Song of Susannah - Stephen King [43]
Mia, her shoulder-length black hair flying out behind her (not a bit of kink in that hair, as there was in Susannah’s; Mia’s was like silk), pointed across the inner chasm below them to the far wall, where the towers rose and the allure continued its curve.
“This is the inner keep,” she said. “Beyond it is the village of Fedic, now deserted, all dead of the Red Death a thousand years ago and more. Beyond that—”
“The Red Death?” Susannah asked, startled (also frightened in spite of herself). “Poe’s Red Death? Like in the story?” And why not? Hadn’t they already wandered into—and then back out of—L. Frank Baum’s Oz? What came next? The White Rabbit and the Red Queen?
“Lady, I know not. All I can tell you is that beyond the deserted village is the outer wall, and beyond the outer wall is a great crack in the earth filled with monsters that cozen, diddle, increase, and plot to escape. Once there was a bridge across, but it fell long ago. ‘In the time before counting,’ as ’tis said. They’re horrors that might drive an ordinary man or woman mad at a glance.”
She favored Susannah with a glance of her own. A decidedly satiric one.
“But not a gunslinger. Surely not one such as thee. ”
“Why do you mock me?” Susannah asked quietly.
Mia looked startled, then grim. “Was it my idea to come here? To stand in this miserable cold where the King’s Eye dirties the horizon and sullies the very cheek of the moon with its filthy light? Nay, lady! ’Twas you, so harry me not with your tongue!”
Susannah could have responded that it hadn’t been her idea to catch preg with a demon’s baby in the first place, but this would be a terrible time to get into one of those yes-you-did, no-I-didn’t squabbles.

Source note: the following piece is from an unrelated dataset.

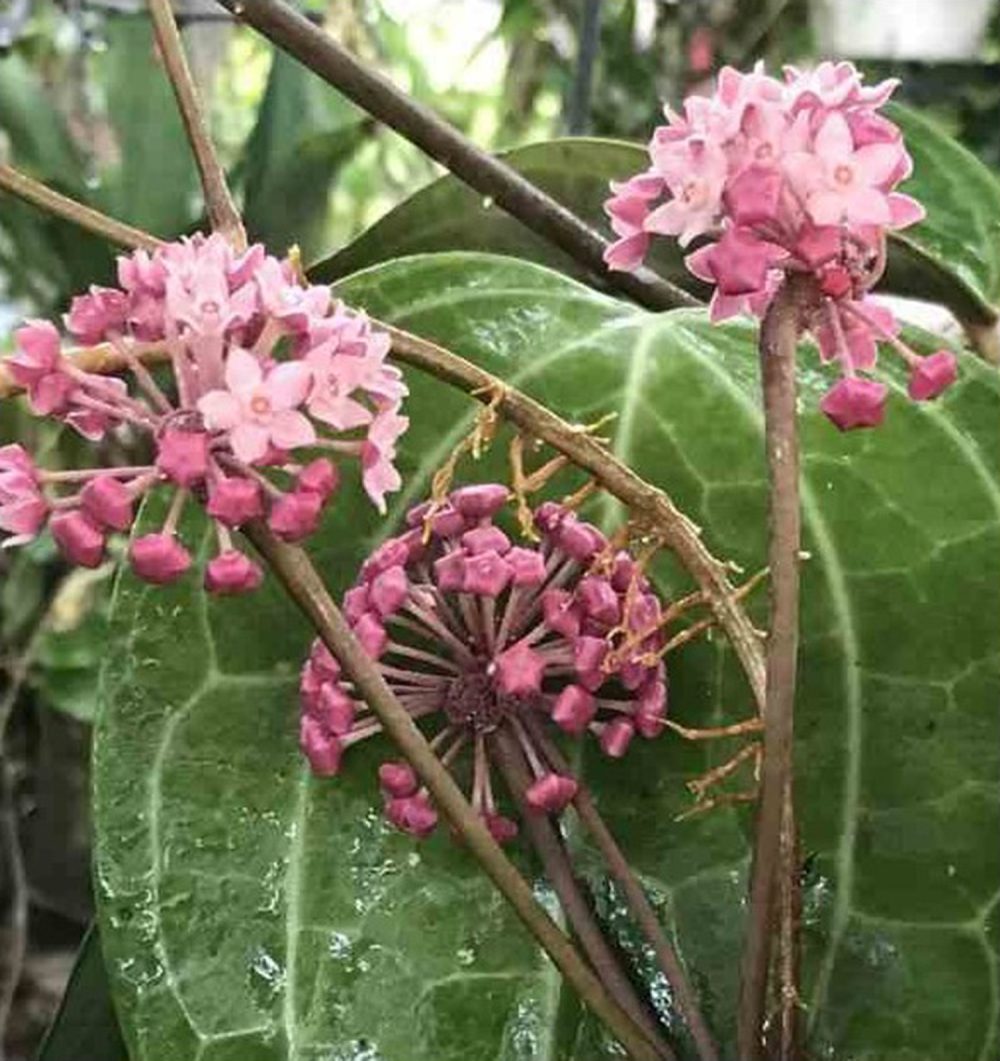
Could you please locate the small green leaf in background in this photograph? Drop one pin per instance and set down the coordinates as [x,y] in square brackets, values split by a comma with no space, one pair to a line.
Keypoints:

“I wasn’t scolding,” Susannah said, “only asking.”
Mia made an impatient shooing gesture with her hand as if to say Don’t split hairs, and half-turned away. Under her breath she said, “I didn’t go to Morehouse or no house. And in any case I’ll bear my chap, do you hear? Whichever way the cards fall. Bear him and feed him!”
All at once Susannah understood a great deal. Mia mocked because she was afraid. In spite of all she knew, so much of her was Susannah.

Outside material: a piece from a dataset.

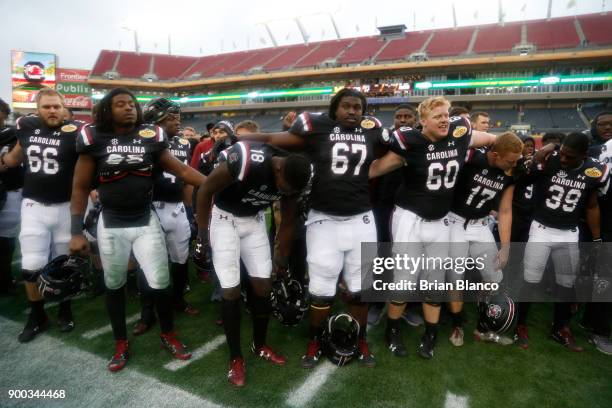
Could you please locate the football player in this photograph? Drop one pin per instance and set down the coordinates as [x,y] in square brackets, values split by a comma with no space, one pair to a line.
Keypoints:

I didn’t go to Morehouse or no house, for instance; that was from Invisible Man, by Ralph Ellison. When Mia had bought into Susannah, she had purchased at least two personalities for the price of one. It was Mia, after all, who’d brought Detta out of retirement (or perhaps deep hibernation), and it was Detta who was particularly fond of that line, which expressed so much of the Negro’s deep-held disdain for and suspicion of what was sometimes called “the finer post-war Negro education.” Not to Morehouse or no house; I know what I know, in other words, I heard it through the grapevine, I got it on the earie, dearie, I picked it up on the jungle telegraph.
“Mia,” she said now. “Whose chap is it besides yours? What demon was his father, do you know?”
Mia grinned. It wasn’t a grin Susannah liked. There was too much Detta in it; too much laughing, bitter knowledge. “Aye, lady, I know. And you’re right. It was a demon got him on you, a very great demon indeed, say true! A human one! It had to have been so, for know you that true demons, those left on the shore of these worlds which spin around the Tower when the Prim receded, are sterile. And for a very good reason.”
“Then how—”
“Your dinh is the father of my chap,” Mia said. “Roland of Gilead, aye, he. Steven Deschain finally has his grandson, although he lies rotten in his grave and knows it not.”
Susannah was goggling at her, unmindful of the cold wind rushing out of the Discordia wilderness. “Roland…? It can’t be! He was beside me when the demon was in me, he was pulling Jake through from the house on Dutch Hill and fucking was the last thing on his mind…” She trailed off, thinking of the baby she’d seen in the Dogan. Thinking of those eyes. Those blue bombardier’s eyes. No. No, I refuse to believe it.